Parents are now able to test their children for diseases and life threatening conditions through genetic testing. According to Vaughn, gene intervention is defined as, “…the manipulation of someone’s genetic material to prevent or treat a disease” (2014, p.547). The technology, preimplantation genetic diagnosis (PGD) is used to check the sex of the baby and other genetic information regarding the child (Kincaid, 2015). Modifications can be applied through genetic interventions arise in ethical dilemmas, because it is not the same. Gene therapy was first approved in 1990 to a four year old girl who had a genetic disease that left her defenseless from infections (Gene Therapy).
Without gene intervention, parents will continue to worry about passing down a disease they have, and some will decide to not have kids. Modifications can also be done through gene therapy by modifying normal cells. Germline cells are the ones affected, which can also be inherited through generations. This is not the same as deliberating a disease, which is done through somatic cells, and are not inherited.
This issue erupts into ethical dilemmas that people hold many different perspectives to. Ethical principles such as autonomy, non maleficence, beneficence, and morality, are checked over while reviewing gene therapy.
Morals are what we observe to be right or wrong and is also taught in all religions. Religion includes doing good and helping us realize what we should and shouldn’t do. Autonomy allows patients the right to their own decisions whether the healthcare provider agrees with the decision or not.
Non-maleficence supports the idea that there should be no unnecessary harm done, and according to Vaughn, 2014, nonmaleficence is defined as, making sure we do not intentionally or unintentionally harm someone (Vaughn, 2014). Since germline editing is not proven safe yet, some can argue physicians are not following the principle of nonmaleficence. Beneficence is also intended to prevent harm and do good to others. Gene intervention also interferes with this principle. According to What are the Ethical Concerns, 2017, … until germline genome editing is deemed safe through research, it should not be used for clinical reproductive purposes; the risk cannot be justified by the potential benefit.” Ethical principles listed above are important to judge behavior fairly and protect patient rights.
There needs to be limits placed in healthcare facilities. Patient confidentiality is very important. Patient information must not be shared with anyone who is unauthorized. During gene intervention, informed consent is crucial. Physicians must inform the patient of all information before actions are taken. Family linked genetic information is also a serious ethical dilemma. The price of the intervention is also an issue for couples who can’t afford it. Ethical dilemmas arise when germ line cells are altered. According to Takashima et al., the family linked genetic information has always posed serious ethical dilemmas to clinicians and physicians regarding that such information are still expected to be private and confidential (Takashima et al., 2018).
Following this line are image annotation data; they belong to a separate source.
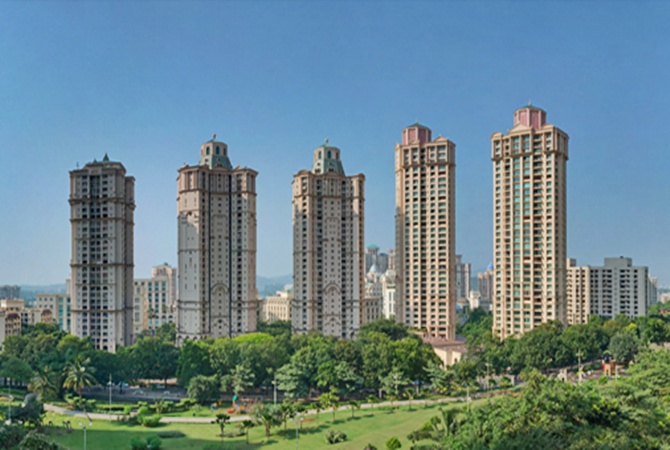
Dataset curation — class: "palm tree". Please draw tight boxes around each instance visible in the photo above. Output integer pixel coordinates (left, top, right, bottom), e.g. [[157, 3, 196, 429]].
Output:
[[28, 366, 58, 401], [214, 413, 230, 445], [349, 400, 361, 419], [63, 356, 97, 400]]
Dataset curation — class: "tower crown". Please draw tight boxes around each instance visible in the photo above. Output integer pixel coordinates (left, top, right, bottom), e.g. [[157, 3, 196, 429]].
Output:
[[312, 139, 344, 175], [514, 102, 547, 129], [402, 122, 432, 145], [198, 134, 233, 170]]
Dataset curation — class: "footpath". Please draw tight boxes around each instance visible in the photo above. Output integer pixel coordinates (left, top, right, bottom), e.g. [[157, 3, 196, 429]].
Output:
[[44, 391, 504, 423]]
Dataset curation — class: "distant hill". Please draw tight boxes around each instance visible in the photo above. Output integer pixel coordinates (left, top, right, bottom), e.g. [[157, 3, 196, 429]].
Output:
[[256, 275, 293, 297]]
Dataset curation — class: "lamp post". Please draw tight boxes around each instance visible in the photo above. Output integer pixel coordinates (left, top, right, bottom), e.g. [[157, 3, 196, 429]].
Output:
[[294, 416, 304, 450], [79, 422, 93, 450], [107, 373, 113, 419]]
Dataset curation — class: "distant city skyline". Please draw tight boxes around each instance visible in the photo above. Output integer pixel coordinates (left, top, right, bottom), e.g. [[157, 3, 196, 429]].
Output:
[[0, 1, 670, 286]]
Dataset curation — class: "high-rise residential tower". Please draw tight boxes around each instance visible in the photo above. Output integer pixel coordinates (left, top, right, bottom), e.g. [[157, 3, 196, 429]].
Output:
[[291, 140, 365, 339], [491, 105, 568, 338], [395, 123, 456, 339], [177, 135, 258, 344], [70, 155, 135, 352]]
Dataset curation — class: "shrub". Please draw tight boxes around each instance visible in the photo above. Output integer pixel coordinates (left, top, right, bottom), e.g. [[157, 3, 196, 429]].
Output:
[[157, 430, 186, 439], [137, 414, 161, 428], [326, 430, 347, 444], [130, 436, 163, 450]]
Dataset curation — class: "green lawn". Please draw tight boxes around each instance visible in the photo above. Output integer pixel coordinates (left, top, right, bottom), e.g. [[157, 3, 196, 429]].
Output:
[[45, 400, 485, 450]]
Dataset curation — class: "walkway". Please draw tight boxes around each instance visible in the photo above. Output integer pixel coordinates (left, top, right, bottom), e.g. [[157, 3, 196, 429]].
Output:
[[44, 391, 503, 423]]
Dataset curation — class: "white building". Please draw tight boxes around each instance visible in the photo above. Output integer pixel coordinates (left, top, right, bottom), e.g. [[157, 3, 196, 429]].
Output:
[[133, 264, 177, 336], [35, 294, 72, 333], [291, 141, 365, 339], [177, 135, 258, 344], [568, 257, 656, 323], [70, 155, 135, 352]]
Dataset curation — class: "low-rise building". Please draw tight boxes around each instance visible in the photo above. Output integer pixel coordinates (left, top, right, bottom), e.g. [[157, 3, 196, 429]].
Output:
[[261, 290, 293, 323]]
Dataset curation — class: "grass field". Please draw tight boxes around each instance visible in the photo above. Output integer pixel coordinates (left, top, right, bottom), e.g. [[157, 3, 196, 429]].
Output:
[[45, 400, 485, 450]]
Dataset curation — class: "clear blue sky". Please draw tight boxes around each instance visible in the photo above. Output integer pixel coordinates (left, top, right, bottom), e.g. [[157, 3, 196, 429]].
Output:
[[0, 1, 670, 284]]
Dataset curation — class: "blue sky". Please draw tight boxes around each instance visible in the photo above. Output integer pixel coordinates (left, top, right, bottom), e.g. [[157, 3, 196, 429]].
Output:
[[0, 1, 670, 284]]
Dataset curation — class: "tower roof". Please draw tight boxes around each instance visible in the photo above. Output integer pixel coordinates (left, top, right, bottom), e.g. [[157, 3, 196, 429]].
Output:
[[198, 133, 233, 170]]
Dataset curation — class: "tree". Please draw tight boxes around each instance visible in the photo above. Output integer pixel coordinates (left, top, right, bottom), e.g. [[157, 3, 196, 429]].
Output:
[[349, 400, 361, 419], [187, 375, 219, 405], [28, 366, 60, 400], [63, 355, 97, 400], [319, 392, 340, 423], [609, 328, 639, 364], [177, 341, 214, 386], [252, 403, 280, 438], [386, 436, 402, 450], [238, 420, 255, 445], [214, 413, 230, 445], [221, 364, 254, 396], [381, 367, 407, 407]]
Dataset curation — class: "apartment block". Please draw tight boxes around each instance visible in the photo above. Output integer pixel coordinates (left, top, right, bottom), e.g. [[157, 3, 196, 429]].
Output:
[[70, 155, 135, 352], [291, 140, 365, 339], [177, 135, 258, 344], [568, 256, 657, 323], [35, 294, 72, 333], [491, 105, 568, 338], [394, 123, 456, 339]]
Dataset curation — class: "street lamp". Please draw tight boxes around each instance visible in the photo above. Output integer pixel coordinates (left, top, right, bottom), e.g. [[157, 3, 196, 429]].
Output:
[[107, 373, 113, 419], [293, 416, 304, 450], [79, 422, 93, 450]]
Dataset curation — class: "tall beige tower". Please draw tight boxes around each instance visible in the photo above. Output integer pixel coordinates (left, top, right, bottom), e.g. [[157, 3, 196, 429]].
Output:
[[291, 141, 365, 339], [177, 135, 258, 344], [395, 123, 456, 339], [70, 155, 135, 352], [491, 105, 568, 338]]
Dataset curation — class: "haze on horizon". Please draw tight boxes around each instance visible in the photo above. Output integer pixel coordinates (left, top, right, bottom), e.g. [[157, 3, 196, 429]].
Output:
[[0, 1, 670, 285]]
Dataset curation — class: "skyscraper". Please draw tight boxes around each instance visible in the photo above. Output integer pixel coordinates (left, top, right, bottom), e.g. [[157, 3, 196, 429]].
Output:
[[177, 135, 258, 344], [291, 140, 365, 339], [395, 123, 456, 339], [70, 155, 135, 352], [491, 105, 568, 338]]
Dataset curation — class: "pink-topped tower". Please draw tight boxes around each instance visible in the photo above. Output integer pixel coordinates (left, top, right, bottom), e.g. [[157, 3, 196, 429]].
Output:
[[394, 123, 456, 339], [491, 104, 568, 338], [402, 122, 432, 145]]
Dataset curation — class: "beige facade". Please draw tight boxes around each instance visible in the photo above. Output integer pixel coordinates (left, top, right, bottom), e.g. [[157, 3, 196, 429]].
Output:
[[177, 136, 258, 344], [394, 123, 456, 339], [491, 106, 568, 338], [35, 294, 72, 333], [70, 155, 135, 352], [291, 141, 365, 339], [568, 257, 656, 324], [133, 264, 177, 336], [262, 291, 293, 323]]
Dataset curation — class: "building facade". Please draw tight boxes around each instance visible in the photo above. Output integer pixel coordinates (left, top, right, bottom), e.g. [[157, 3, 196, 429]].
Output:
[[568, 256, 656, 324], [70, 155, 135, 352], [177, 135, 258, 344], [491, 105, 568, 339], [455, 255, 472, 300], [291, 141, 365, 339], [262, 290, 293, 323], [395, 123, 456, 339], [133, 264, 177, 336]]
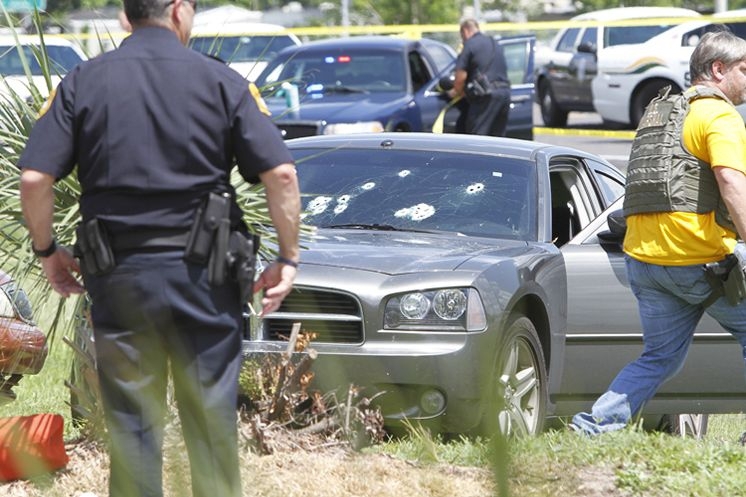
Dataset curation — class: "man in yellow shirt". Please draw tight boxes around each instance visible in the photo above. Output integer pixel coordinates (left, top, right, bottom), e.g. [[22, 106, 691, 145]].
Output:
[[570, 31, 746, 435]]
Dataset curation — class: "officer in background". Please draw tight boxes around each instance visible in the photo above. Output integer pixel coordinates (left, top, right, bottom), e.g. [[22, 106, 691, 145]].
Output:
[[448, 19, 510, 136], [569, 31, 746, 435], [20, 0, 300, 497]]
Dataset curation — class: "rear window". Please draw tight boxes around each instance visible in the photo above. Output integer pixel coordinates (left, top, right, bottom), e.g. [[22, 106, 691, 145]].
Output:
[[604, 24, 675, 47], [0, 45, 83, 76], [256, 49, 407, 94], [190, 35, 296, 63]]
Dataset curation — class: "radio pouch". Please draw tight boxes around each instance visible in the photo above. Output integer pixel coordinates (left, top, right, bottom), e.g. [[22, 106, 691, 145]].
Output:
[[184, 192, 231, 264], [75, 218, 116, 276]]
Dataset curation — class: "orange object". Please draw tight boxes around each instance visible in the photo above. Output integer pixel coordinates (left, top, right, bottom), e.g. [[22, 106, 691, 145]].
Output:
[[0, 414, 69, 481]]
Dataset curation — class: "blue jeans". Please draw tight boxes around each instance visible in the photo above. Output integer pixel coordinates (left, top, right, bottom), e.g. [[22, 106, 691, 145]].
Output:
[[572, 256, 746, 434]]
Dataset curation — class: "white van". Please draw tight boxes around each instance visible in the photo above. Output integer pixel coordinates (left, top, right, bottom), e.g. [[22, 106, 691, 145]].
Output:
[[0, 35, 87, 100], [535, 7, 701, 127], [189, 22, 300, 81], [591, 9, 746, 128]]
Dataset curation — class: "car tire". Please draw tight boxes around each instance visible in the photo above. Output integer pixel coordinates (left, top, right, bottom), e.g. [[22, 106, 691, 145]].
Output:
[[657, 414, 709, 440], [482, 316, 548, 437], [629, 79, 681, 128], [539, 81, 568, 128]]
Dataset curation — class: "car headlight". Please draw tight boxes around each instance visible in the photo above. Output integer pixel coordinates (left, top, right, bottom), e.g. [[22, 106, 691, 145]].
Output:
[[383, 288, 487, 331], [324, 121, 383, 135]]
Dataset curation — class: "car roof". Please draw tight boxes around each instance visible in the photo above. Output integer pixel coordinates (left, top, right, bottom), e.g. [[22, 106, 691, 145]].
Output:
[[645, 9, 746, 44], [0, 35, 77, 47], [286, 35, 434, 50], [192, 22, 288, 37], [285, 132, 606, 163], [570, 7, 702, 21]]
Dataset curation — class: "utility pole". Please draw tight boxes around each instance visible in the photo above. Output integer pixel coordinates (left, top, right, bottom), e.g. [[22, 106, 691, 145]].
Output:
[[342, 0, 350, 36]]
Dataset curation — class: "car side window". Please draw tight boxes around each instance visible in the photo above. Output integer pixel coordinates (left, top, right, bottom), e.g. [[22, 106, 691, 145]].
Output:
[[549, 157, 603, 247], [557, 28, 580, 53], [579, 27, 598, 47], [409, 51, 432, 92], [501, 41, 529, 85], [587, 159, 624, 205]]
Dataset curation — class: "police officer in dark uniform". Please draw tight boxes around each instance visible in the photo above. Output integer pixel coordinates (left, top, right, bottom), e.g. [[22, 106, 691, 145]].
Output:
[[20, 0, 300, 497], [448, 19, 510, 136]]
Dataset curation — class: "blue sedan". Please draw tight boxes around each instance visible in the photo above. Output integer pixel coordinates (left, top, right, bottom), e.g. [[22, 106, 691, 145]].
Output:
[[256, 36, 534, 139]]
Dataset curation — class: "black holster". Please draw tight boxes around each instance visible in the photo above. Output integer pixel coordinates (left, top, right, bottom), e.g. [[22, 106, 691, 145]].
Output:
[[184, 193, 259, 303], [702, 255, 746, 307], [73, 218, 116, 276]]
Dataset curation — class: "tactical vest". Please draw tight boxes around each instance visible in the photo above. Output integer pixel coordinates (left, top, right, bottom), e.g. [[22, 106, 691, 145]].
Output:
[[624, 86, 738, 233]]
According to What are the Ethical Concerns, 2017, “Some people worry that it is impossible to obtain informed consent for germline therapy because the patients affected by the edits are the embryo and future generations.” Another concern for gene interventions is that it will only be accessible to the wealthy, and will add on to other healthcare issues that already exist. According to (Kolata, 2014), “Many insurers only cover part of the process such as the genetic analysis and not the in vitro fertilization required to obtain the embryos for testing”.
Lastly, gene editing has not been proven to be safe by research, which interferes with principles physicians have. According to the AMA, physicians must safeguard patient confidentiality and privacy (AMA Principles, 2017). Ethical dilemmas arise during gene intervention that must be addressed. This supports the overall claim that gene intervention should not be used for personal use.
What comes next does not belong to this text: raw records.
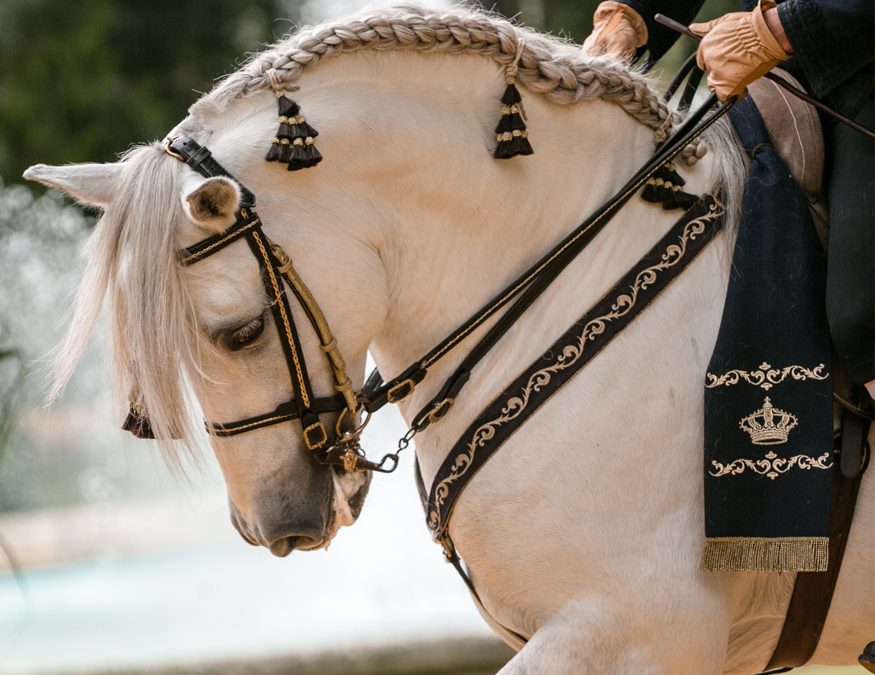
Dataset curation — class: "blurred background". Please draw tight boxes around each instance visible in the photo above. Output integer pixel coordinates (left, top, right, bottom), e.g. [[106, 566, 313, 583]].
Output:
[[0, 0, 853, 673]]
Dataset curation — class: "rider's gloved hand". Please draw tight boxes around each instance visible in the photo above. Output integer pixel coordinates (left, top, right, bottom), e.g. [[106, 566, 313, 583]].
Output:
[[690, 0, 792, 101], [583, 0, 647, 61]]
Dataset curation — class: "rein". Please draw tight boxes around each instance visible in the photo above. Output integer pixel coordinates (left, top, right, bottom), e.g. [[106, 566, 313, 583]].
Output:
[[156, 94, 734, 473]]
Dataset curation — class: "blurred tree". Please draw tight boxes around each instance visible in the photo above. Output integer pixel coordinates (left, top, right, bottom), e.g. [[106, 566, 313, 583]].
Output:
[[0, 0, 298, 183]]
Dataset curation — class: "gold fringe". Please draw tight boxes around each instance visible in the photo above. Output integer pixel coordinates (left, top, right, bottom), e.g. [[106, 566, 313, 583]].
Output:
[[702, 537, 829, 572]]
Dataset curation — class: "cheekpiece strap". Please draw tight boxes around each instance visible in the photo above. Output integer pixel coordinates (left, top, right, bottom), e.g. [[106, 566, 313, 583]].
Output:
[[164, 136, 255, 209]]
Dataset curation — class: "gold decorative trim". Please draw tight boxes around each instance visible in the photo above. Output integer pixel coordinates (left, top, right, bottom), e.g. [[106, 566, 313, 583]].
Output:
[[738, 396, 799, 445], [708, 450, 833, 480], [705, 361, 829, 391], [427, 200, 724, 536], [702, 537, 829, 572]]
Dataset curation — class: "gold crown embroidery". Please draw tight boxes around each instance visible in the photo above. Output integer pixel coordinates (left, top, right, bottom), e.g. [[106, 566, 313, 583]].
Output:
[[738, 396, 799, 445]]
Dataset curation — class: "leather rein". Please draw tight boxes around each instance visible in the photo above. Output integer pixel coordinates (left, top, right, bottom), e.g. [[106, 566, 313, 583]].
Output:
[[164, 94, 734, 473]]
Physicians are able to find gene mutations that can cause a disease, found during gene testing. Gene therapy is done on somatic cells, which are single body cells and are not inherited through generations. According to Kincaid, 2015, “…doctors can perform PGD by taking one cell from each embryo and analyzing the DNA for disease-causing mutations.” Physicians are treating illnesses every day, and it is a significant part of their job. They are able to keep up with patient’s medical records and aim to prevent diseases. “Preventing disease is a standard goal of medicine, but a new technology takes it farther than we normally do by preventing a potential person with a genetic disease from being born at all” (Kincaid, 2015). The new invention is a great tool for physicians to conduct more research on, and use to deliberate illnesses.
Couples test their Child’s embryo during pregnancy for gene mutations, and many mutations are caught right away. According to Kolata, “the Reproductive Genetics Institute, has tested embryos from more than 2,500 couples and sought to identify 425 gene mutations” (Kolata, 2014). Couples aim to raise healthy children and always want to be aware of any gene mutations or diseases that can be genetically passed to the next generation. Having technology like PGD, that will prevent a child from an illness, will help couples start families who chose to not have kids due to a genetic illness. This paragraph will support the main argument by explaining the use of gene intervention for health reasons only.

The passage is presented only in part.